The most frequent and cringe-inducing images on this site often come about via some process like this:

1. Pledge gets his big brother at midpoint of pledgeship.

2. Big brother and little brother stage a sorority sister-esque photo shoot, usually while wearing matching attire after the big/little celebrations.

3. Big brother decides, “Hey, I think my misfit gang of Instagram followers would think these photos are SICK, even those who follow my account out of sheer pity.”

4. Big brother posts collection of treacherously questionable photos paired with either a douchebag tryhard caption reading “Welcome to the dopest fam on the row little bro, can’t wait to crush it with you” or the horrifically cliche and never funny “Gonna be a LIT time with my new LITtle brother #Frat #Little.”

Do not let me be mistaken: the big brother system is amazing and makes for great memories and hilarious stories in each chapter. My big brother and I have remained close ever since I pledged and he has been a part of many of my favorite fraternity experiences, yet this does not mean we felt the need to take what could be mistaken as engagement photos to document the beginning of it. If anyone ever sees me post an uncomfortably endearing photo of myself with my little brother, please be aware that means I was killed off and replaced Paul McCartney style (look it up; it’s true).

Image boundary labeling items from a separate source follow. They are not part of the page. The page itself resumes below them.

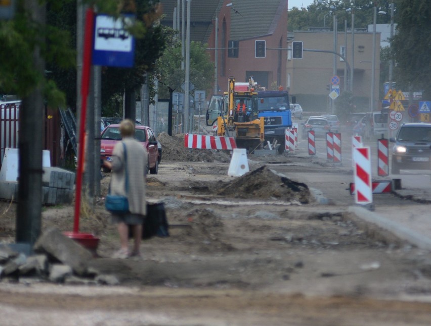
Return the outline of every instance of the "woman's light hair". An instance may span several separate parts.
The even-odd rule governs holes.
[[[131,137],[135,134],[135,124],[130,119],[124,119],[120,123],[120,133],[122,137]]]

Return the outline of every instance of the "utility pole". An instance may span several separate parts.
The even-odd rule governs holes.
[[[189,95],[190,92],[190,9],[192,0],[187,0],[187,32],[186,37],[186,85],[184,87],[184,133],[190,131]]]
[[[391,40],[390,41],[390,48],[392,50],[392,38],[394,37],[394,3],[391,3]],[[392,55],[391,54],[389,60],[389,89],[392,89],[392,71],[394,69],[394,61],[392,60]]]
[[[45,24],[46,9],[37,0],[25,0],[24,10],[32,23]],[[40,43],[45,40],[37,36]],[[38,44],[38,42],[35,42]],[[38,45],[33,51],[34,70],[43,75],[45,62]],[[45,103],[40,85],[22,100],[20,112],[18,139],[18,192],[16,241],[23,251],[29,253],[40,236],[42,212],[42,150]]]

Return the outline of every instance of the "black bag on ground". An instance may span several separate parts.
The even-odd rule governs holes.
[[[142,227],[142,239],[169,236],[169,225],[166,218],[164,204],[147,203],[147,216]]]
[[[142,239],[146,240],[153,237],[164,238],[169,235],[169,225],[166,218],[163,203],[147,203],[147,215],[142,225]],[[133,238],[133,232],[130,226],[128,237]]]

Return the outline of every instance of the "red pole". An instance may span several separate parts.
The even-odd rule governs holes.
[[[81,114],[79,123],[79,143],[78,151],[78,167],[76,171],[76,189],[75,196],[75,218],[73,233],[79,230],[79,210],[81,207],[81,191],[82,184],[82,173],[84,166],[85,148],[85,119],[87,109],[87,97],[90,79],[90,66],[93,50],[93,33],[94,25],[94,12],[87,9],[85,13],[85,26],[84,29],[84,52],[82,56],[82,74],[81,82]]]

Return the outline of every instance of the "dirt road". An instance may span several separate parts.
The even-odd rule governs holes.
[[[92,265],[120,285],[2,279],[0,323],[429,324],[429,252],[359,223],[346,207],[318,204],[306,184],[269,169],[273,157],[234,178],[225,156],[165,156],[159,174],[148,176],[148,194],[164,203],[170,236],[144,242],[142,260],[111,259],[118,240],[103,200],[94,212],[84,204],[81,230],[101,238]],[[14,240],[14,205],[0,207],[4,242]],[[73,209],[45,209],[43,228],[69,231]]]

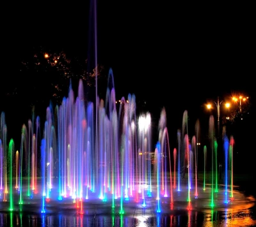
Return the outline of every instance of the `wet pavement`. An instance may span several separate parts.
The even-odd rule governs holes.
[[[170,195],[159,200],[153,196],[156,188],[152,189],[152,196],[143,200],[138,193],[129,201],[108,198],[102,201],[95,195],[84,201],[58,201],[52,194],[45,201],[44,209],[42,198],[35,194],[25,198],[22,205],[15,201],[12,212],[10,203],[3,201],[1,193],[0,226],[256,226],[253,189],[244,191],[244,187],[234,185],[230,197],[230,189],[227,191],[220,185],[218,192],[212,193],[211,186],[203,190],[202,181],[198,180],[196,190],[194,188],[188,193],[185,187],[187,180],[182,179],[180,191],[176,187],[172,196],[169,191],[166,194]],[[42,213],[44,210],[45,212]]]

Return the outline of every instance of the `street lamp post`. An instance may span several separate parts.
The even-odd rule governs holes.
[[[212,101],[215,103],[217,108],[217,123],[218,123],[218,136],[220,135],[220,107],[223,100],[220,101],[220,98],[218,96],[217,102]],[[230,106],[230,103],[225,103],[226,108],[229,108]],[[208,109],[212,108],[212,105],[211,104],[207,104],[207,107]]]
[[[237,102],[238,100],[239,100],[239,104],[238,105],[238,107],[239,108],[239,112],[240,113],[242,112],[242,101],[246,101],[249,98],[249,97],[243,97],[242,96],[240,96],[238,98],[236,97],[232,97],[232,100],[235,102]]]

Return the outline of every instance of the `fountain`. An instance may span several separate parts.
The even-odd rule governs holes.
[[[113,81],[111,69],[109,78]],[[82,80],[77,98],[70,85],[60,106],[47,108],[44,128],[33,113],[28,126],[22,126],[17,150],[13,140],[6,141],[7,126],[1,113],[2,211],[44,216],[74,210],[84,216],[95,214],[97,207],[104,214],[123,217],[138,207],[144,214],[153,210],[157,216],[175,209],[211,210],[215,207],[234,210],[253,205],[252,200],[233,190],[233,137],[223,140],[225,185],[219,187],[212,116],[211,146],[205,145],[200,154],[196,145],[199,122],[190,140],[185,111],[177,147],[172,152],[164,108],[160,113],[158,142],[153,146],[150,114],[141,114],[137,120],[134,95],[123,98],[118,110],[113,86],[107,88],[106,102],[98,98],[96,106],[85,103],[83,92]],[[198,156],[204,156],[201,181]],[[207,157],[212,162],[207,177]],[[181,179],[184,167],[188,176]]]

Having a cool little brother is fun for you, but the truth is nobody else gives a shit. At his best, your little brother should be a pledge whom you actually somewhat enjoy spending time with and one whom you want to mentor during pledgeship then further bond with after initiation. At his worst, he is a shitty pledge who nobody wanted to take as a little brother and he will probably end up dropped anyways, so fuck him. Either way, he is still just a subhuman pledge who does not need to be used as a prop for your weird photos. So stop that.